Q. 8. XY is a line parallel to side BC of a triangle ABC. If BE || AC and CF || AB meet XY at E and F respectively, show that
ar(ΔABE) = ar(ΔAC)
Solution:
Given: XY || BC, BE || AC and CF || AB
To show: ar(ΔABE) = ar(ΔAC)
Proof:
BCYE is a ||gm as ΔABE and ||gm BCYE are on the same base BE and between the same parallel lines BE and AC.

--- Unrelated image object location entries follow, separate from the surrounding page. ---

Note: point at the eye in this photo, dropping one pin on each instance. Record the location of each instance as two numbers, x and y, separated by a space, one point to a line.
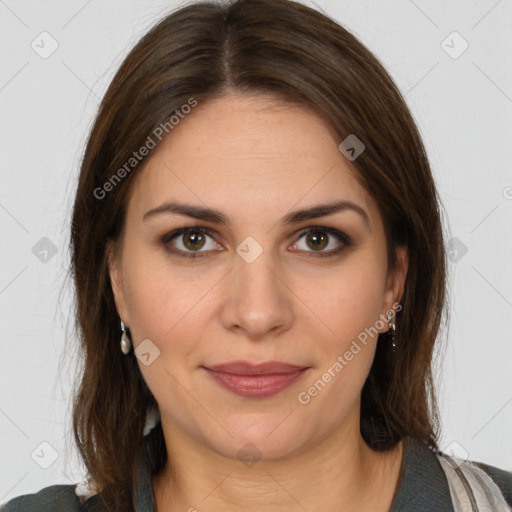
193 239
319 237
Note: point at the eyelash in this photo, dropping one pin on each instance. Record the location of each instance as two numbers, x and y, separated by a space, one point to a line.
200 254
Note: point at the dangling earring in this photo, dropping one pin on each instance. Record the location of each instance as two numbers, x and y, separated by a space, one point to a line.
392 331
126 344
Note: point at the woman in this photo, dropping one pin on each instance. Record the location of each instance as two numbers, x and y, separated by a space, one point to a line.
228 366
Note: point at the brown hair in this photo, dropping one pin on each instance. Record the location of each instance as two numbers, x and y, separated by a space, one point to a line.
283 48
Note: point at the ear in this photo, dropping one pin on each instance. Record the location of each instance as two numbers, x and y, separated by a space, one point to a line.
116 282
396 278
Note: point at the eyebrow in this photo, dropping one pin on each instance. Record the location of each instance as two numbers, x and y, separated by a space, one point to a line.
215 216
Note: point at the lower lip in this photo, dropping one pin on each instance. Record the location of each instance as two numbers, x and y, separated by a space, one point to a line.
256 386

∴, ar(ABE) = ½ ar(BCYE) … (1)
Now,
CF || AB and XY || BC
⇒ CF || AB and XF || BC
⇒ BCFX is a parallelogram
As ΔACF and ||gm BCFX are on the same base CF and in-between the same parallel AB and FC.
∴, ar (ΔACF)= ½ ar (BCFX) … (2)
But,
||gm BCFX and ||gm BCYE are on the same base BC and between the same parallels BC and EF.

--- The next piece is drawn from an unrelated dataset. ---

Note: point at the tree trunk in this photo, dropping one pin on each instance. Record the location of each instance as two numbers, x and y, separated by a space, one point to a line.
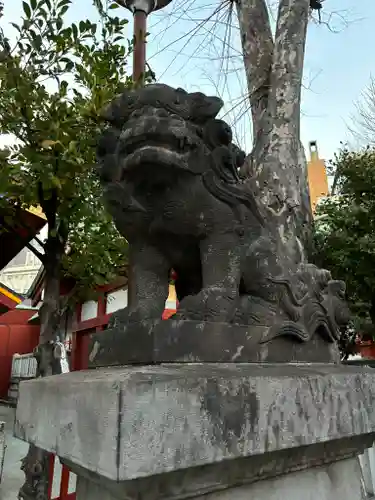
35 465
276 167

∴, ar (BCFX) = ar(BCYE) … (3)
From (1) , (2) and (3) , we get
ar (ΔABE) = ar(ΔACF)
⇒ ar(BEYC) = ar(BXFC)
As the parallelograms are on the same base BC and in-between the same parallels EF and BC…..(4)
Also,
△AEB and ||gm BEYC is on the same base BE and in-between the same parallels BE and AC.
⇒ ar(△AEB) = ½ ar(BEYC) ……(5)
Similarly,
△ACF and ||gm BXFC on the same base CF and between the same parallels CF and AB.

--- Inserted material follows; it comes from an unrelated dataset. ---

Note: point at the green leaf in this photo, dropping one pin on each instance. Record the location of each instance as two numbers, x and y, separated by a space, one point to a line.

⇒ ar(△ ACF) = ½ ar(BXFC) ……..(6)
From (4), (5) and (6),
ar(△AEB) = ar(△ACF)
Q.9. Parallelogram ABCD and rectangle ABEF are on the same base AB and have equal areas. Show that the perimeter of the parallelogram is greater than that of the rectangle.
Solution:
Given,
||gm ABCD and a rectangle ABEF have the same base AB and equal areas.
To prove,
The perimeter of ||gm ABCD is greater than the perimeter of rectangle ABEF.
Proof,
As we know, the opposite sides of a||gm and rectangle are equal.
AB = DC [As ABCD is a ||gm]
and, AB = EF [As ABEF is a rectangle]
DC = EF … (i)
Adding AB on both sides, we get,
⇒ AB + DC = AB + EF … (ii)
As we know, the perpendicular segment is the shortest of all the segments that can be drawn to a given line from a point not lying on it.
BE < BC and AF < AD
⇒ BC > BE and AD > AF
⇒ BC + AD > BE + AF … (iii)
Adding (ii) and (iii), we get
AB + DC + BC + AD > AB + EF + BE + AF
⇒ AB + BC + CD + DA > AB + BE + EF + FA
⇒ perimeter of ||gm ABCD > perimeter of rectangle ABEF.
The perimeter of the parallelogram is greater than that of the rectangle.
Hence Proved.
Q.10. Diagonals AC and BD of a quadrilateral ABCD intersect each other at P. Show that
ar (APB) × ar (CPD) = ar (APD) × ar (BPC).
[Hint: From A and C, draw perpendiculars to BD.]
Solution:
Given: The diagonal AC and BD of the quadrilateral ABCD, intersect each other at point E.
Construction:
From A, draw AM perpendicular to BD
From C, draw CN perpendicular to BD
To Prove: ar(ΔAED) ar(ΔBEC) = ar (ΔABE) ar (ΔCDE)
Proof:
ar(ΔABE) = ½ ×BE×AM………….. (i)
ar(ΔAED) = ½ ×DE×AM………….. (ii)
Dividing eq. (ii) by (i) , we get,
ar(ΔAED)/ar(ΔABE) = [1/2×DE×AM]/1/2×BE×Am]
= DE/BE ………..(iii)
Similarly,
ar(ΔCDE)/ar(ΔBEC) = DE/BE …….(iv)
From eq. (iii) and (iv), we get;
ar(ΔAED)/ar(ΔABE) = ar(ΔCDE)/ar(ΔBEC)
= ar(ΔAED) × ar(ΔBEC) = ar (ΔABE) × ar (ΔCDE)
Hence proved.